Your documents may say anything that you put in them, and the tenant may well accept them. But when you get to court the documents will be interpreted not just based on what they say, but based on established legal doctrines and case law. One of those doctrines has to do with equitable title. If it is determined that based on your document that equitable title exists, the judge could rule that you need to foreclose under the document rather than evict. If this is the case the foreclosure would need to be a judicial foreclosure, which would necessitate time varying on the existing court system, and cost. Obviously these would exceed the time and cost of an eviction.
The question is not whether the tenant has a leg to stand on. If he is in default he is in default. The question is how you legally remove the tenant once he’s in default. Having one document rather than two with your tenant heightens the risk that a court might determine your situation to be an equitable title situation. That’s a risk that I personally would not want to take.
One other point, there is some legal precedence for the idea that the separate lease and option MAY not violate a due on sale clause…whereas an agreement on one document might. Again, a court would determine this.
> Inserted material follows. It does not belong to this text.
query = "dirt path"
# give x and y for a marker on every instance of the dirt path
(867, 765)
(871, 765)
One of the areas that we’ve seen this in the past is the contract for deed. Many of the contracts state that if the buyer defaults, a quit claim will be filed, and the buyer becomes a renter, and thus subject to an eviction. Courts in some states have ruled that despite this agreement, that the buyer has equitable title, that he can’t sign away his right to a foreclosure, and therefore the contract must be foreclosed on judicially.
As for your thought that by separating the documents that you tranfer the option, this is a valid point. I don’t transfer options, so this is a moot point to me. But certainly it’s an idea worth considering prior to entering into the agreement, and structuring this way if that is your goal.